# Lab 5: Eigenvalues, eigenvectors, and linear multivariate solutions

How do we use Python to find eigenvalues and eigenvectors? 

Let's say we have a simple 2x2 matrix

In [None]:
from sympy import *
var('a,b,c,d')
M = Matrix([[a,b],
            [c,d]])
M

To find both the eigenvalues and eigenvectors we can then use SymPy's built in `eigenvects` function

In [None]:
es = M.eigenvects()
es

This is a list of length 2, where the first item is

In [None]:
es0 = es[0]
es0

which is a "tuple" (essentially a list) of length 3. The first item is an eigenvalue

In [None]:
es0[0]

the second item is the "multiplicity" of that eigenvalue (sometimes there are multiple eigenvalues with the same value, and the multiplicity is how many eigenvalues have this value)

In [None]:
es0[1]

and the third item is a list of right eigenvectors (if the multiplicity is >1 then there can be more than one right eigenvector)

In [None]:
es0[2]

In this case we can extract the only right eigenvector as the first item in that list

In [None]:
es0[2][0]

The second item in the `eigenvects` list is another tuple giving the second eigenvalue, it's multiplicity, and the associated right eigenvector

In [None]:
es[1]

We can also get the matrices of right eigenvectors ($\mathbf{A}$) and eigenvalues ($\mathbf{D}$) directly

In [None]:
A, D = M.diagonalize()
A, D

## Question

Let's put this into practice by analyzing what is known as "Kimura's two-parameter model of mutation". Here we model how the number of adenines ($n_A$), guanines ($n_G$), cytosines ($n_C$), and thymines ($n_T$), in a sequence of DNA changes over generations.

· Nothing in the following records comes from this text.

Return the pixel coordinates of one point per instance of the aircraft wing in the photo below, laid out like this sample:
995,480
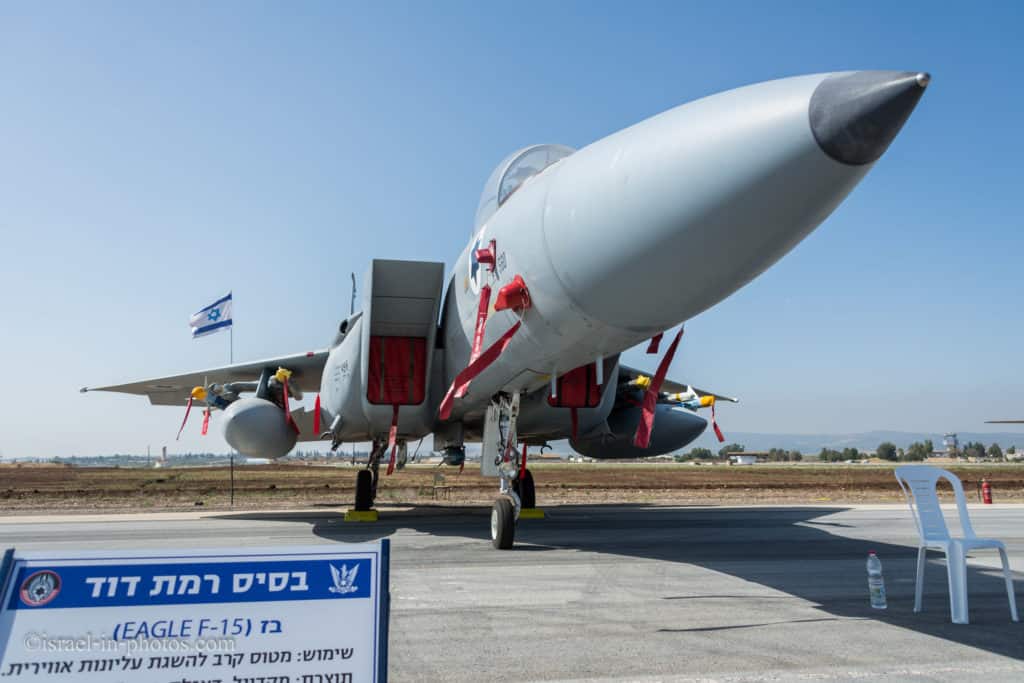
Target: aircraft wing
306,370
671,386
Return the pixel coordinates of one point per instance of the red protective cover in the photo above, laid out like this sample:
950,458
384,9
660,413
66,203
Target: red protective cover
397,371
578,388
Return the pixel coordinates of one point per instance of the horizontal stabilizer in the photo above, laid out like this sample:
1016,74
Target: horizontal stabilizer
306,370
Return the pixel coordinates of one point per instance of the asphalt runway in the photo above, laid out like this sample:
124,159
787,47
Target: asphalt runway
637,593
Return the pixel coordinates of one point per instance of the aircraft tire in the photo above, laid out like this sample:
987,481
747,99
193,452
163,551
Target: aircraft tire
364,489
503,523
527,494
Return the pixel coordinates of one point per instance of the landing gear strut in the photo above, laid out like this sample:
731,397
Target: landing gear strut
499,458
524,486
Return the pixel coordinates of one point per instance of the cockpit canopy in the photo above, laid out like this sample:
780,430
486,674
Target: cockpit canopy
512,172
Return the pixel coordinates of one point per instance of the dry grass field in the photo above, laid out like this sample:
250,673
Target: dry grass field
58,488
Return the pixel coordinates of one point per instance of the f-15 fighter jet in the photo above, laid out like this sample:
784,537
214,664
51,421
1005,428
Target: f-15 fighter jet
573,258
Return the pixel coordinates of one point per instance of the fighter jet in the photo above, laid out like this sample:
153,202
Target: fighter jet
576,256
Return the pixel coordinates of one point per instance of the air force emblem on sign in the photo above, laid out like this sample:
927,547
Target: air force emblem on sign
344,579
40,588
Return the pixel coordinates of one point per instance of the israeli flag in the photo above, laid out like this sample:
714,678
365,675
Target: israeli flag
214,317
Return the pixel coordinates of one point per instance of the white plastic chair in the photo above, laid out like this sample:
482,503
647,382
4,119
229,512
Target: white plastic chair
919,482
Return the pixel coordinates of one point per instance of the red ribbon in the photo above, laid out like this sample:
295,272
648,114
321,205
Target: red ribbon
288,414
316,417
642,437
481,363
187,411
481,326
392,437
655,341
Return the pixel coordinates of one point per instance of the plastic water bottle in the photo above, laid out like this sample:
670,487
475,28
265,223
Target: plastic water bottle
876,584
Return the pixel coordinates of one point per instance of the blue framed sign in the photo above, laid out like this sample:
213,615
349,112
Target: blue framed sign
293,614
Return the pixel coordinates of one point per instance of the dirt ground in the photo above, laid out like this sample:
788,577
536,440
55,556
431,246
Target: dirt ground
58,488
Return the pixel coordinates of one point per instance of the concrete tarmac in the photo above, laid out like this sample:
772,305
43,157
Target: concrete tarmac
637,593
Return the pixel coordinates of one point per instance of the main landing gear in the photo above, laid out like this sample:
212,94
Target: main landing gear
366,486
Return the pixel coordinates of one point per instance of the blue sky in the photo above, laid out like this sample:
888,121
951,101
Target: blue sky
154,156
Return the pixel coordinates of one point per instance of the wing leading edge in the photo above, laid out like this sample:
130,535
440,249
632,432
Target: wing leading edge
306,371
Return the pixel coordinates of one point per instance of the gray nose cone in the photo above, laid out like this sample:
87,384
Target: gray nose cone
855,117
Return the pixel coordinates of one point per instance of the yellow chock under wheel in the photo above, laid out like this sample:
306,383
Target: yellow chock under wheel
361,516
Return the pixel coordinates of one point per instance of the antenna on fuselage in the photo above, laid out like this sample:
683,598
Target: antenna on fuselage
351,307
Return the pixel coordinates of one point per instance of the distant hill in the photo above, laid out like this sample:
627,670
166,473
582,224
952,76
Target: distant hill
812,443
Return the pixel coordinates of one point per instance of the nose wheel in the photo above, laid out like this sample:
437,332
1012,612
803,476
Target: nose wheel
503,523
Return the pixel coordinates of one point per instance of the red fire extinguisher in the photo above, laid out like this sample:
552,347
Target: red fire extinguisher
986,492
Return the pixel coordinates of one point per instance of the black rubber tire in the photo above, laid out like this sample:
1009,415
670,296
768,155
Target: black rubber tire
503,523
527,495
364,491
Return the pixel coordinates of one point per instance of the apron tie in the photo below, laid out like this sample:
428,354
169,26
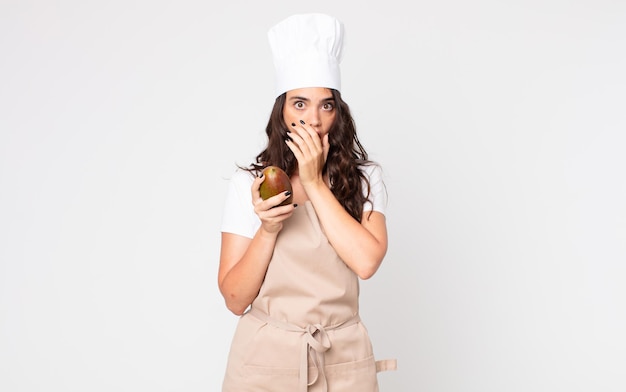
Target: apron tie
315,342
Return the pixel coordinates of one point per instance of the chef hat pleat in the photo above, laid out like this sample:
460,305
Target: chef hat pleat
307,50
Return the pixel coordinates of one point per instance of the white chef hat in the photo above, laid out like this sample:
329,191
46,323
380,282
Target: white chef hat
307,50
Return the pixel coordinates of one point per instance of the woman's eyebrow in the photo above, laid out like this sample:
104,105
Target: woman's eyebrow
297,98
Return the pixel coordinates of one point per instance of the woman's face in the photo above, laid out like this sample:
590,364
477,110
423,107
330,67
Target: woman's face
313,105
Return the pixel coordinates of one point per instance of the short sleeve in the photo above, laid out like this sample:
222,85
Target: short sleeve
238,216
378,191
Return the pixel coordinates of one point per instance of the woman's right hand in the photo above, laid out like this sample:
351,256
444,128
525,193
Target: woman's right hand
269,212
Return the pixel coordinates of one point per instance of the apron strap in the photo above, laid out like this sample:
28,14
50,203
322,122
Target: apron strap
315,342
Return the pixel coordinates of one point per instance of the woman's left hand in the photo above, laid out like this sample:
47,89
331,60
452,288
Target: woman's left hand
310,150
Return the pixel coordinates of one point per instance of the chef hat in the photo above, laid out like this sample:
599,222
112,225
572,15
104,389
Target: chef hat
307,50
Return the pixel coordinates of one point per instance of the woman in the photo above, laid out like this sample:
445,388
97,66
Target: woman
292,271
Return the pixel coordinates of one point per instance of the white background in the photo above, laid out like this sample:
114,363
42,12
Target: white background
500,126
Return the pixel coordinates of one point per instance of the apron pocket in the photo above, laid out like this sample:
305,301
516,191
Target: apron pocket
353,376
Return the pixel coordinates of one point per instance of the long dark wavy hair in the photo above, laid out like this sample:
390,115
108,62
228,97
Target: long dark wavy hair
345,156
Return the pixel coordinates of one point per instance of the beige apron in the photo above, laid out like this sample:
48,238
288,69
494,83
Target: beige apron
303,331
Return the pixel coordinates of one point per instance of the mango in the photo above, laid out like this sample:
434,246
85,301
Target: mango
276,181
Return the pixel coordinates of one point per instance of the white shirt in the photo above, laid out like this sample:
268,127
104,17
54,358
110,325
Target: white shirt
239,217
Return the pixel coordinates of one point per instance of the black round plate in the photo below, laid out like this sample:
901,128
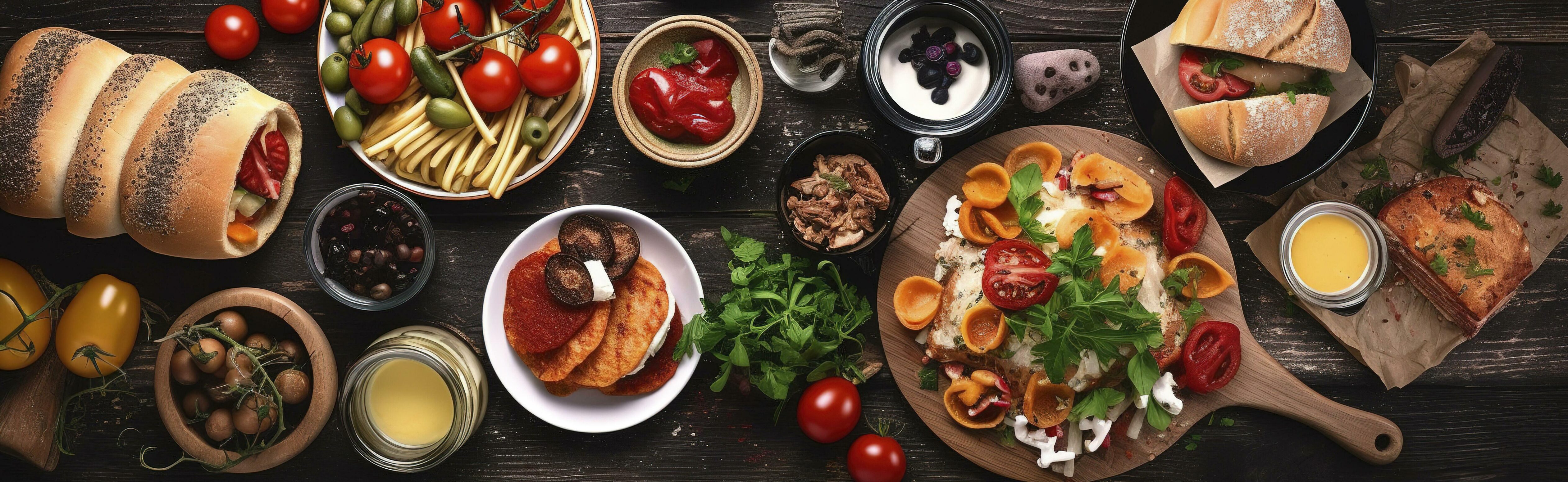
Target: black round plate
1150,16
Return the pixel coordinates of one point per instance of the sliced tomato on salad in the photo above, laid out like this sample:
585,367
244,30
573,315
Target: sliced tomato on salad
1015,276
1205,88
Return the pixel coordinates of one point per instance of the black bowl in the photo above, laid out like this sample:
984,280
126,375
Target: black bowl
799,165
970,13
1150,16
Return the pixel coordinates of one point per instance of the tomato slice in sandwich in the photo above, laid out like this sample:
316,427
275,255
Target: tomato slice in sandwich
1015,276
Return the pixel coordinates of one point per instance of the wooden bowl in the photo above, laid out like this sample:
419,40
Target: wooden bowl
324,381
644,52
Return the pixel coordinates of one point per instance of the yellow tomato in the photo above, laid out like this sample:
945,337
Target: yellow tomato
21,286
99,328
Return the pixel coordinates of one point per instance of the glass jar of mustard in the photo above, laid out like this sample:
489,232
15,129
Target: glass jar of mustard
413,398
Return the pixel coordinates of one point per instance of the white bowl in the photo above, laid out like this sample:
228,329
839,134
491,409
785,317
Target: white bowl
325,44
589,411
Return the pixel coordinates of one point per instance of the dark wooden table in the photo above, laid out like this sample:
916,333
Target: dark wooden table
1493,411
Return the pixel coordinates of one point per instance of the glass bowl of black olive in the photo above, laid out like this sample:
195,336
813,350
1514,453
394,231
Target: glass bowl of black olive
369,246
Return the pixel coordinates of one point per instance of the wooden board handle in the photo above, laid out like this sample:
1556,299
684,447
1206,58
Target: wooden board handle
1265,384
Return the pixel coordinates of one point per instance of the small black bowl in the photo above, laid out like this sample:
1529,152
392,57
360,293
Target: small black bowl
1150,16
800,163
974,15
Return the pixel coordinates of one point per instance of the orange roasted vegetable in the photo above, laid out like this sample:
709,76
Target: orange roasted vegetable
1211,282
1043,154
971,227
24,345
987,185
916,301
99,328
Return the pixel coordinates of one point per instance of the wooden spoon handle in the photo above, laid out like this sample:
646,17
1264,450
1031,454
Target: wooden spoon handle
1265,384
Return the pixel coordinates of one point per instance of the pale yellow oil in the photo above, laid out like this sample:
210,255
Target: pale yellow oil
1329,253
410,403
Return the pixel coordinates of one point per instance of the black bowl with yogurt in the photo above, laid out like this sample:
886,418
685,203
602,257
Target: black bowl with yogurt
974,98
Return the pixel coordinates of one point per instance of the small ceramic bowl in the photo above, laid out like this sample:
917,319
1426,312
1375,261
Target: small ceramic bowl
644,52
316,262
987,27
800,165
266,312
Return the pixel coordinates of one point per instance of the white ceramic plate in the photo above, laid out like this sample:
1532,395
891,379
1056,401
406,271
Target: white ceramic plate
327,43
589,411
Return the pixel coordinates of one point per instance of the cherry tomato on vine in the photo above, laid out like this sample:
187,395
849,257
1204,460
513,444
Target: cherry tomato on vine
551,70
380,71
99,328
291,16
876,459
233,32
441,26
828,409
493,82
520,15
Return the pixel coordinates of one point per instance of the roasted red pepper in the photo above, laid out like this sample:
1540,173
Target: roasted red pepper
689,102
1211,356
1184,218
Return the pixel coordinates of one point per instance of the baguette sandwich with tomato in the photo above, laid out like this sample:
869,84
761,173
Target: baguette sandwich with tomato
1261,74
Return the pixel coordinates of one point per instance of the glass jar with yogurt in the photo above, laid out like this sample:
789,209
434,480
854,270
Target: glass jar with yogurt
413,398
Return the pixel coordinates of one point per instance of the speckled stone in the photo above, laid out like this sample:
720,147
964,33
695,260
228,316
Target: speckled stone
1045,79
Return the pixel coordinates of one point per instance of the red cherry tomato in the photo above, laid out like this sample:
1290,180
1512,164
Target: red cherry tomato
520,15
233,32
291,16
877,459
1211,356
441,26
1184,218
1015,276
493,82
830,409
380,71
553,70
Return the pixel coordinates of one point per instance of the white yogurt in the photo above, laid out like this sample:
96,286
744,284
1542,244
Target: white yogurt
901,82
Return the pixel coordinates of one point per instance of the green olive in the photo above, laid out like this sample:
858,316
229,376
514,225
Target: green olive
335,73
352,8
358,104
535,132
347,124
339,23
346,44
448,113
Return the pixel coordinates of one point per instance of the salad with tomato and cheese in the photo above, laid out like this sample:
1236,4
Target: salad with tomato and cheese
1065,307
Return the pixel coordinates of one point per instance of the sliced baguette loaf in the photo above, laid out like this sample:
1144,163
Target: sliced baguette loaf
1429,221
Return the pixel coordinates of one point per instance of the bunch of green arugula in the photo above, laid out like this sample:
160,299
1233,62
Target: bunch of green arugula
780,323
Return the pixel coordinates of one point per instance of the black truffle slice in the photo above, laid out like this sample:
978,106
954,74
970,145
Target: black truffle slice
587,237
568,279
628,246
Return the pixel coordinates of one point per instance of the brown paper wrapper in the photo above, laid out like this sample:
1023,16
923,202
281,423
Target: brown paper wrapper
1399,334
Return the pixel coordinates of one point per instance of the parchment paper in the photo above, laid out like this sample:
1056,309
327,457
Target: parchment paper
1399,334
1161,62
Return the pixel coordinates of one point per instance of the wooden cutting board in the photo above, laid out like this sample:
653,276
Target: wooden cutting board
1261,382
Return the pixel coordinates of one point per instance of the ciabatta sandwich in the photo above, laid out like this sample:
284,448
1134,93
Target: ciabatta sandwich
1260,70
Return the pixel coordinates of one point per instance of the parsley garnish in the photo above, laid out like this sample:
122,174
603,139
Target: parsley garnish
1376,170
783,322
927,378
1550,178
1097,403
1553,209
680,55
1478,218
1440,265
1219,63
680,184
1028,182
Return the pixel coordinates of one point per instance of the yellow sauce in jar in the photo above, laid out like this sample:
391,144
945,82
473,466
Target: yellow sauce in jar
1329,253
410,403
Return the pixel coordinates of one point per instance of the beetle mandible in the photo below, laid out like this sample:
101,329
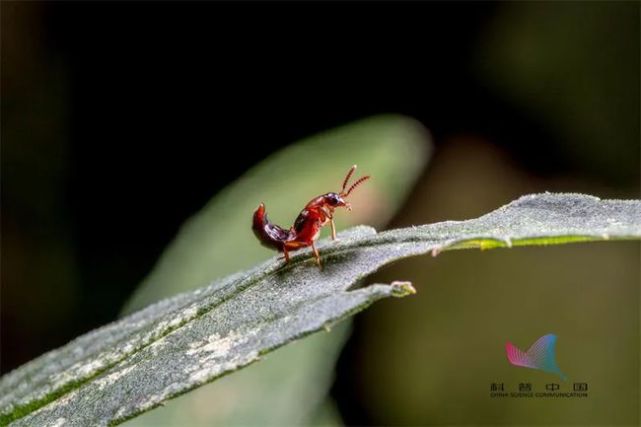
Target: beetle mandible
306,229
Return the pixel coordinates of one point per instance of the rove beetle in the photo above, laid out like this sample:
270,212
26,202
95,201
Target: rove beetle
306,229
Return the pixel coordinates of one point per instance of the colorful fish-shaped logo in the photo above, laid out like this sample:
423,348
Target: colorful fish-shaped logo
541,355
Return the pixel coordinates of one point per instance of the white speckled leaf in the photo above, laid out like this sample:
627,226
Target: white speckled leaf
133,365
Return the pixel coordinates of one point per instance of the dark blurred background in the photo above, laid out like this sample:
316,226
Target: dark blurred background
120,120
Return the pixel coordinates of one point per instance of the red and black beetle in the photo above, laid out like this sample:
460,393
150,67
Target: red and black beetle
306,229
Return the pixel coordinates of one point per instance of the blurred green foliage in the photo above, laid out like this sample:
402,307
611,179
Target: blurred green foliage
289,386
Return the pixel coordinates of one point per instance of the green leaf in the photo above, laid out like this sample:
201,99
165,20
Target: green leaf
217,241
135,364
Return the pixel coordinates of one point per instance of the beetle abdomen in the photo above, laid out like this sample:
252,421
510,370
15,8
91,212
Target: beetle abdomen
270,235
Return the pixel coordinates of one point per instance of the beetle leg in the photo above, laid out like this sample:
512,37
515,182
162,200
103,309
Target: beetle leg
316,254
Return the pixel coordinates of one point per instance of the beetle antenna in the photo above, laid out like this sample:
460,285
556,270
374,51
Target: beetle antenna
358,182
349,175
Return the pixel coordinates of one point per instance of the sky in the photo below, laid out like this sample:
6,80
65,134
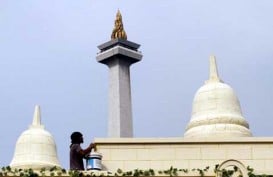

We assume that *transitions* (from A to G, G to A, C to T, and T to C) happen with probability $\alpha$ per generation while *transversions* (the remainder of mutations, which are generally less likely because they alter the ring structure of the DNA) happen with probability $\beta$ per generation. We assume no other force but mutation is acting (this is a "neutral" model, where there is no selection). The system of linear recursion equations is, in matrix form,

$$
\begin{pmatrix}
n_A(t+1) \\ n_G(t+1) \\ n_C(t+1) \\ n_T(t+1)
\end{pmatrix}
= 
\begin{pmatrix}
1-\alpha-2\beta & \alpha & \beta & \beta \\
\alpha & 1-\alpha-2\beta & \beta & \beta \\
\beta & \beta & 1-\alpha-2\beta & \alpha \\
\beta & \beta & \alpha & 1-\alpha-2\beta \\
\end{pmatrix}
\begin{pmatrix}
n_A(t) \\ n_G(t) \\ n_C(t) \\ n_T(t)
\end{pmatrix}
$$

Use the general solution, $\vec{n}(t) = \mathbf{A} \mathbf{D}^t \mathbf{A}^{-1} \vec{n}(0)$, to calculate the fraction of each nucleotide after 100 million generations assuming $\alpha=10^{-7}$, $\beta=10^{-8}$, and $\vec{n}(0) = \begin{pmatrix} 0.1 \\ 0.25 \\ 0.25 \\ 0.4 \end{pmatrix}$. (Note that we switched from the *number* of each nucleotide to the *fraction* of each nucleotide, which is fine since the total number of nucleotides will remain constant, meaning we can convert between numbers and fractions without loss of information). Explain the correspondance of your answer with the right eigenvector associated with the leading eigenvalue.